秀長の妻についての情報は少ない。「豊臣兄弟!」に慶が登場するのは永禄12年(1569)だが、秀長の妻のことが同時代の史料ではじめて確認できるのは、天正13年(1585)になってから。つまり16年ものちのことになる。

この年、秀長は兄の秀吉から、あらたに大和(奈良県)の統治を委ねられ、9月3日に本拠と定めた大和郡山城(大和郡山市)に入城した。そのとき秀長に付き添って入国した女性のことが、『多聞院日記』(興福寺の塔頭、多聞院で書き継がれた日記)に見える。「濃州女中」と書かれ、その後、「大納言ノ御内」などとも記されるこの女性が、秀長の妻だと考えられている。

追手向櫓(再建)
追手向櫓(再建)(写真=ほっきー/CC-BY-SA-4.0/Wikimedia Commons

妻の名は不明だが、天正19年(1591)1月22日に秀長が没したのちは、出家して「慈雲院」と称された。このため、彼女のことは「慈雲院」と記すのが一般的なので、ここでもそれに従う。その年の5月、慈雲院の生前供養が行われ高野山の奥の院で行われ、そこで捧げられた五輪塔には「慈雲院芳室紹慶」という名が刻まれている。また、秀長の葬儀を仕切った僧侶は「芳室慈雲院紹慶大禅定尼」と記録している。

2つの表記に共通する文字は「慶」なので、彼女の実名は「慶」だった可能性は高いのではないだろうか。少なくとも「豊臣兄弟!」で秀長の妻を「慶」とする根拠にはなる。

親も出身地も年齢も正確には不明

だが、親のことはもちろん出身地もわからない。秀長と同じ尾張(愛知県西部)の出身ではないか、と推測する研究者もいるが、筆者は美濃の出身ではないかと思っている。『多聞院日記』に記された「濃州女中」の「濃州」とは美濃の別称なので、この記述を信じるならば、彼女は美濃の女性ということになる(「濃中」は美濃守を称していた秀長のことだという説もある)。

美濃出身で実名は慶。
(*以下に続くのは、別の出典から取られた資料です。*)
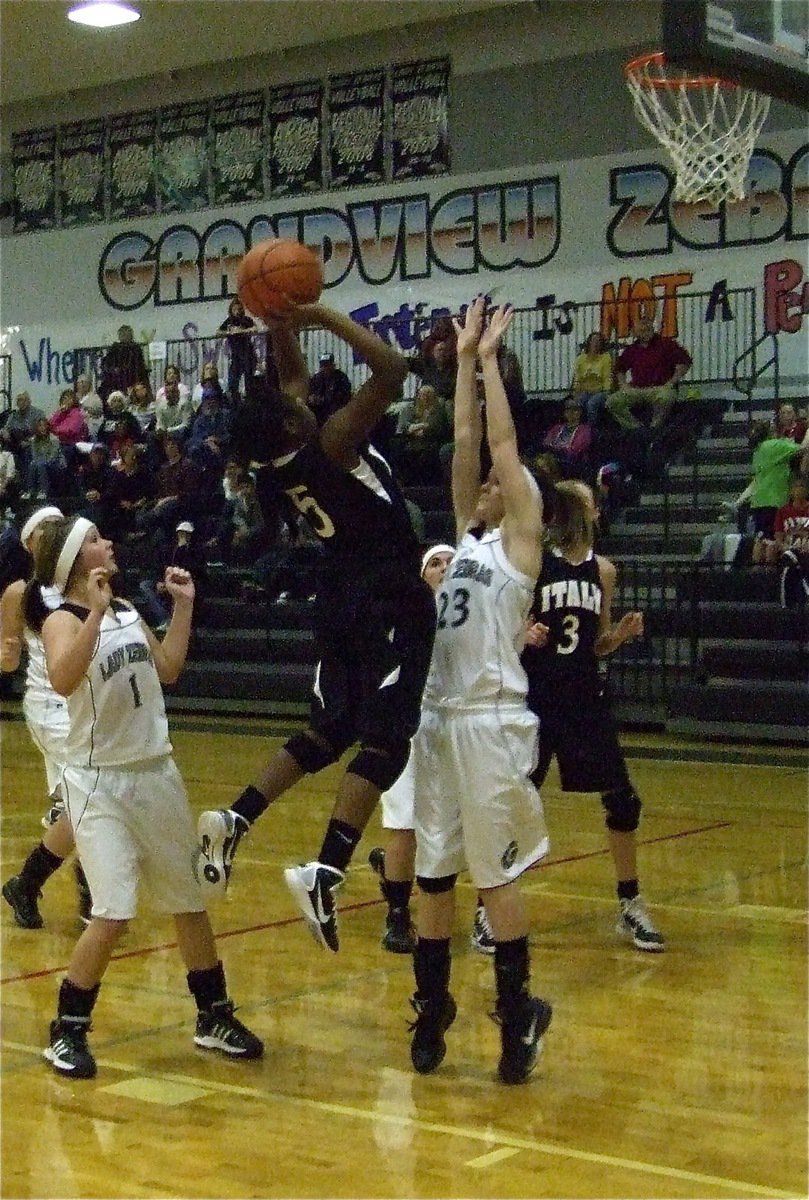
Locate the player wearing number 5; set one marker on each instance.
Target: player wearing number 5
(123, 792)
(373, 618)
(573, 606)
その可能性は十分にありそうだが、それ以上はわからない。だが、美濃三人衆の安藤守就の娘で名は慶、というフィクションは、十分に的を射ているといえそうだ。

ちなみに、戦国史研究家の和田裕弘氏は、秀長の正室の父は〈秀長周辺の記録に見える神戸伝左衛門と思われる〉としている(『豊臣秀長』中公新書)。だが、この伝左衛門は、秀長の別妻として1人だけ名が伝わる摂取院光秀の父だ、という見解が趨勢である。ここでも父親は伝左衛門ではないものとしておく。

それでも年齢や結婚した時期はわからないが、できるところまで推測してみたい。

秀長は天正10年(1582)に丹羽長秀の三男である仙丸(のちの藤堂高吉)を、天正16年(1588)には姉の子の秀保(秀次の弟)を養子に迎えているため、男児には恵まれなかったと思われがちだが、若くして亡くなったと思われる嫡男の記録がある。